News Archive

For immediate release, November 13, 2009

Jonathan Johnson
New paintings
November 14 – December 19, 2009

Opening: Saturday, November 14, artist present 2-5PM

Harbour Lights, 2009, 36 x 42 inches, oil on canvas

New Field, 2009, 24 x 33 inches, oil on canvas

We are pleased to announce a solo exhibition of new paintings by Jonathan Johnson, to be presented by the Wynick/Tuck Gallery, opening on Saturday, November, 14th 2009. The artist will present from 2-5pm.

The Beaverbrook Art Gallery presented the first public gallery exhibition of Johnson’s work in 2005.  Johnson's teacher and mentor, Gerald Ferguson, wrote the introduction for the exhibition pamphlet.  Here it is in full.

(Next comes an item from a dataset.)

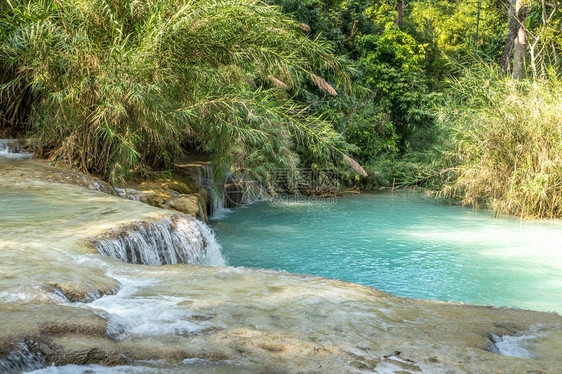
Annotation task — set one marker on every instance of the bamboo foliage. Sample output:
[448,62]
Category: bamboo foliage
[115,87]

"Once in a great while a teacher encounters a student that has full command of painting skills. All that remains is to offer the suggestion of an accent here or the weight of a mark there to strengthen the work. Teaching then is no longer a job but a pleasurable exercise in connoisseurship. Jonathan Johnson was such a student. In the years following his graduation from NSCAD I have followed his work closely and rarely can I now offer a suggestion to improve his work.

It seems that the lesson of art history directs most students toward the Modernist notion of progress in art causing them to look for a novel device or subject only to remain adrift with few, if any, references to measure the quality of their work. Jonathan ignores that Modernist notion by choosing an established convention. Working as a landscape painter he is not only honouring a tradition, but is able to measure himself by comparing what he does with a myriad of examples available to him first hand. Only when there is something to compare to can true progress be made. With subject matter as a given, one is left to ponder the how of painting. In all painting it is never the what but the how that tells you the difference between good and bad painting. One can comment on the subject matter of Michelangelo or Monet’s paintings but that is not an artistic question. To judge the artistic merit of their work you must turn to how their paintings were executed. Only then can you know if they did it well, or very well, and occasionally, not so well at all.

It is on that basis we are able to judge the paintings of Jonathan Johnson. Through our shared experience in looking at landscape paintings we intuit how good the how of his work is and we come away agreeing that his paintings are very good.”